Traditionally, divorce has always been viewed as an adversarial process. There was a time when couples would battle it out in court and attempt to walk away as the winner. In reality, there are no winners in a divorce that is full of conflict, particularly if children are at the center of proceedings.
For these reasons, a growing number of divorcing couples are looking into more collaborative approaches, and mediation is one of these.
Mediation involves a neutral third party (the mediator) trying to encourage open discussions and reaching settlements that are fair to all parties. While mediation can be successful, it’s important to take the right approach. Outlined below are some important things to keep in mind if you are considering this method.
Enter with the right mindset
Before committing to mediation, it’s vital to think carefully about whether or not you are genuinely willing to give it a try. Communication and compromise are essential to the process working as it is supposed to.
Without them, mediation could break down quickly.
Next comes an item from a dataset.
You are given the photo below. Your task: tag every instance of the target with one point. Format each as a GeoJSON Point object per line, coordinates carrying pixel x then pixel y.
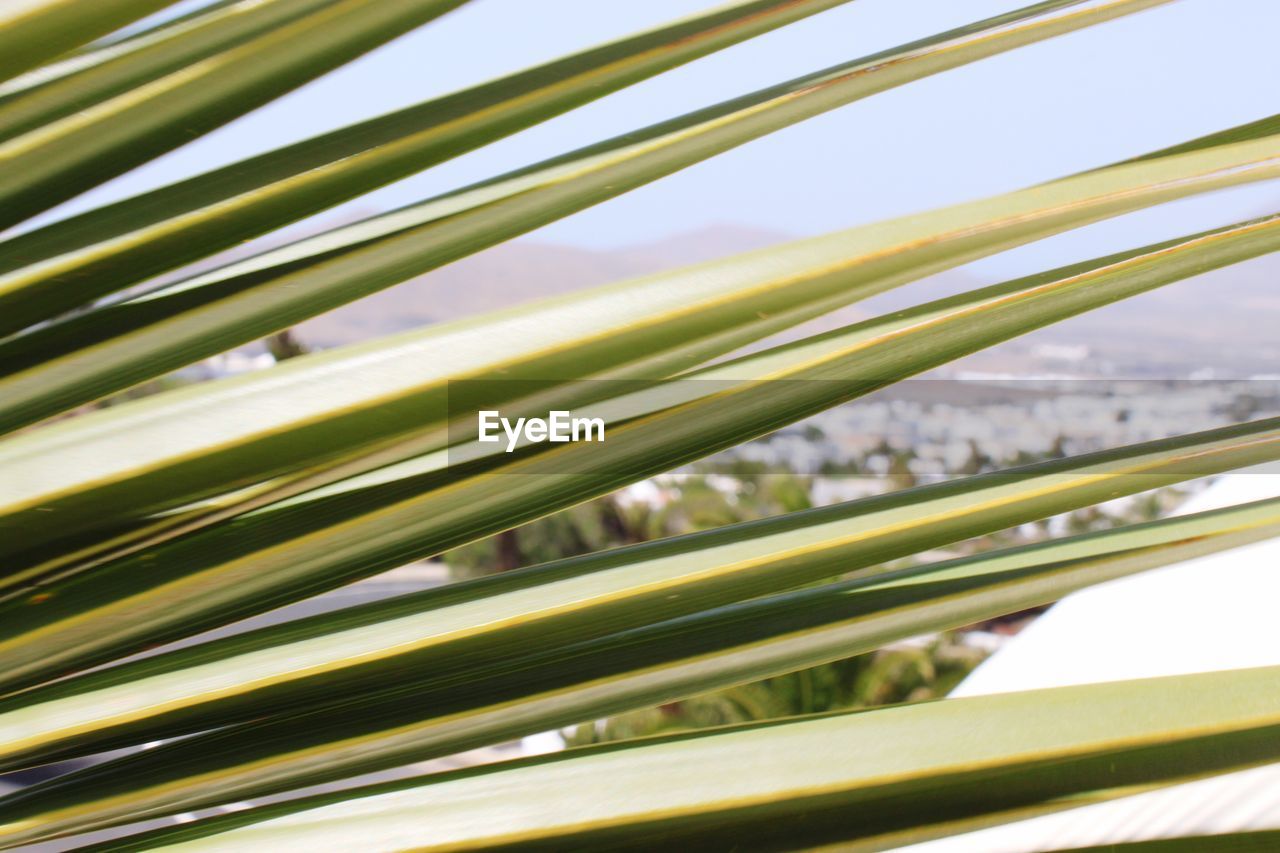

If you and your spouse are willing to cooperate and find a middle ground, then negotiations can be very productive and efficient, and you could save a lot of time and money compared to a litigated divorce.
Take your time with the process
While mediation can be quicker than litigation, it’s still important to take your time. Even a collaborative divorce can be tough at times, and you shouldn’t spread yourself too thin.
Unlike the court system, mediation schedules can be worked around the times that are best for you and your spouse. If you’re feeling rushed, then you are going to be under more strain which will impact your overall well-being.
Even during a collaborative approach, it’s vital to have support behind you. A pivotal aspect of this is having the right legal guidance to guide you along the way.